China defended its role in global trade Monday and accused Washington of being disruptive after the U.S. government said it was a mistake to support Beijing's World Trade Organization membership on terms that failed to open its economy.
China is "strictly complying with WTO rules" and "making great contributions" to the global trading system, said a foreign ministry spokeswoman, Hua Chunying. She repeated criticism that U.S. President Donald Trump's administration has threatened the stability of the international system by launching trade investigations against China under U.S. law instead of through the WTO.
"We are a defender, builder and contributor of the multilateral trade system," Hua said at a regular news briefing. "And you may have noted it is the unilateral actions and unilateral messages from the U.S. that pose an unprecedented challenge to the multilateral trade system. Many WTO members have expressed their concerns over that."
Beijing faces growing complaints from Washington, Europe and other trading partners that it hampers access to its banking, energy and other industries in violation of market-opening commitments it made when it joined the WTO in 2001.
In a report to Congress, the U.S. Trade Representative said the United States made a mistake in supporting China's WTO membership "on terms that have proven to be ineffective in securing China's embrace of an open, market-oriented trade regime."
The report echoed previous U.S. frustration with China's trade policies but used unusually severe language.
The Trump administration is expected to announce results in coming weeks of its "Section 301" investigation launched in August into whether Beijing improperly pressures foreign companies to hand over technology.

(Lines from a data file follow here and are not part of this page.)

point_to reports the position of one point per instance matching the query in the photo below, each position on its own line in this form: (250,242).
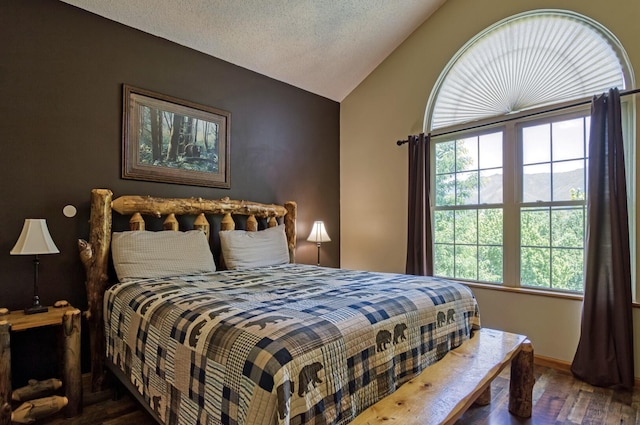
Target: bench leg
(484,398)
(522,380)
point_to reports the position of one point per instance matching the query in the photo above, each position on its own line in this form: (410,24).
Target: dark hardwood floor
(558,398)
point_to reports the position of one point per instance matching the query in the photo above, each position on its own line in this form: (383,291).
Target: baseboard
(563,366)
(552,363)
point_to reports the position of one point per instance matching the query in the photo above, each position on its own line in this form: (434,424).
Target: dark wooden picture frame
(171,140)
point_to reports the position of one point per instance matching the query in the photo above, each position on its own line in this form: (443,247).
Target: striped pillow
(145,254)
(243,250)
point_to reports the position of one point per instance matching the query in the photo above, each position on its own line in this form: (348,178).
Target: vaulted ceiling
(326,47)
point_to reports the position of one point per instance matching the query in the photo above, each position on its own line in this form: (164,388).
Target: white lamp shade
(318,233)
(34,239)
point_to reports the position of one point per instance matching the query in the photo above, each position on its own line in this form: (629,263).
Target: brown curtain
(604,356)
(419,237)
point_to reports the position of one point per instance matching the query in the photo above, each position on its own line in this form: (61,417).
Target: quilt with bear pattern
(289,344)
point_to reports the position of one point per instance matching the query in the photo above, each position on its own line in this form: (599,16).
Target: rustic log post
(5,373)
(522,380)
(252,224)
(484,398)
(171,223)
(227,222)
(72,370)
(201,223)
(136,222)
(290,228)
(30,411)
(95,255)
(127,205)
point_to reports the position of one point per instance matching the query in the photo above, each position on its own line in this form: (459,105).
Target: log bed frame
(433,397)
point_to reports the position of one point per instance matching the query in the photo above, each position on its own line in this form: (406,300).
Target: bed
(262,340)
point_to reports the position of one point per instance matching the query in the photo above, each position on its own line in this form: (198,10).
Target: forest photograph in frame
(171,140)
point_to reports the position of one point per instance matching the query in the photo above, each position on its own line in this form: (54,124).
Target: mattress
(289,344)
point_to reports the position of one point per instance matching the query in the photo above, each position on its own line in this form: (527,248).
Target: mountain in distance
(537,186)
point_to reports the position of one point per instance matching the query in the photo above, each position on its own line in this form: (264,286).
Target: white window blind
(527,61)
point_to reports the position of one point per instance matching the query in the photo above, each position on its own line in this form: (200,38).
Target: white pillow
(243,250)
(145,254)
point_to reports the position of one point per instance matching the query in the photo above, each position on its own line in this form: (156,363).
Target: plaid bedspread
(292,344)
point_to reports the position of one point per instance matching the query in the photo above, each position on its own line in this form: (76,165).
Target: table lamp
(318,235)
(35,240)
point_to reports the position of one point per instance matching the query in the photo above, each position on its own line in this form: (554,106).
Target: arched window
(510,157)
(526,61)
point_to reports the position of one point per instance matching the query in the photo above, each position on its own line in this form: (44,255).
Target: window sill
(527,291)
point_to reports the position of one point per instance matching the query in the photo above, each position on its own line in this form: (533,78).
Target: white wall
(390,104)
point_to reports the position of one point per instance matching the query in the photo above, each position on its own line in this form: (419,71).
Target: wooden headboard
(95,253)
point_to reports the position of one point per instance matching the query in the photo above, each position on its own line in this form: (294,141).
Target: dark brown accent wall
(61,76)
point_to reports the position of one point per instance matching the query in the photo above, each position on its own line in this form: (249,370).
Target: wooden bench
(444,391)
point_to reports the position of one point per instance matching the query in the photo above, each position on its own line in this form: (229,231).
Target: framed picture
(172,140)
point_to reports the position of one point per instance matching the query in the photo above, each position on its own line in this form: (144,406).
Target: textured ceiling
(326,47)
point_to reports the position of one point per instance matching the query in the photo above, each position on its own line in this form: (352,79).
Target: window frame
(511,186)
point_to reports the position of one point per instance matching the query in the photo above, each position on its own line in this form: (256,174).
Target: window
(509,171)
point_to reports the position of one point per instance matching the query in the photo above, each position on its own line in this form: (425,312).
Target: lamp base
(35,309)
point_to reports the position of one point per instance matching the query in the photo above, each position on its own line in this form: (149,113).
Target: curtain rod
(533,114)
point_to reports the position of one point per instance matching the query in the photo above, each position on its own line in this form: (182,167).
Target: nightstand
(66,317)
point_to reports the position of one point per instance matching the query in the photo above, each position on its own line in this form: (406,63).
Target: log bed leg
(72,369)
(521,383)
(5,373)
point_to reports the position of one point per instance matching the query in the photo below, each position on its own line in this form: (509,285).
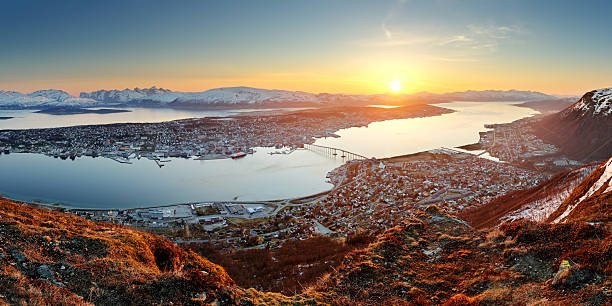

If the investigation concludes Beijing acted improperly, Washington could seek remedies either through the WTO or outside of it. The Chinese Ministry of Commerce warned earlier that Beijing will "resolutely safeguard" its interests if Washington takes action.
Also this month, Chinese authorities criticized Washington for invoking national security concerns in blocking e-commerce billionaire Jack Ma's proposed acquisition of the money transfer service MoneyGram.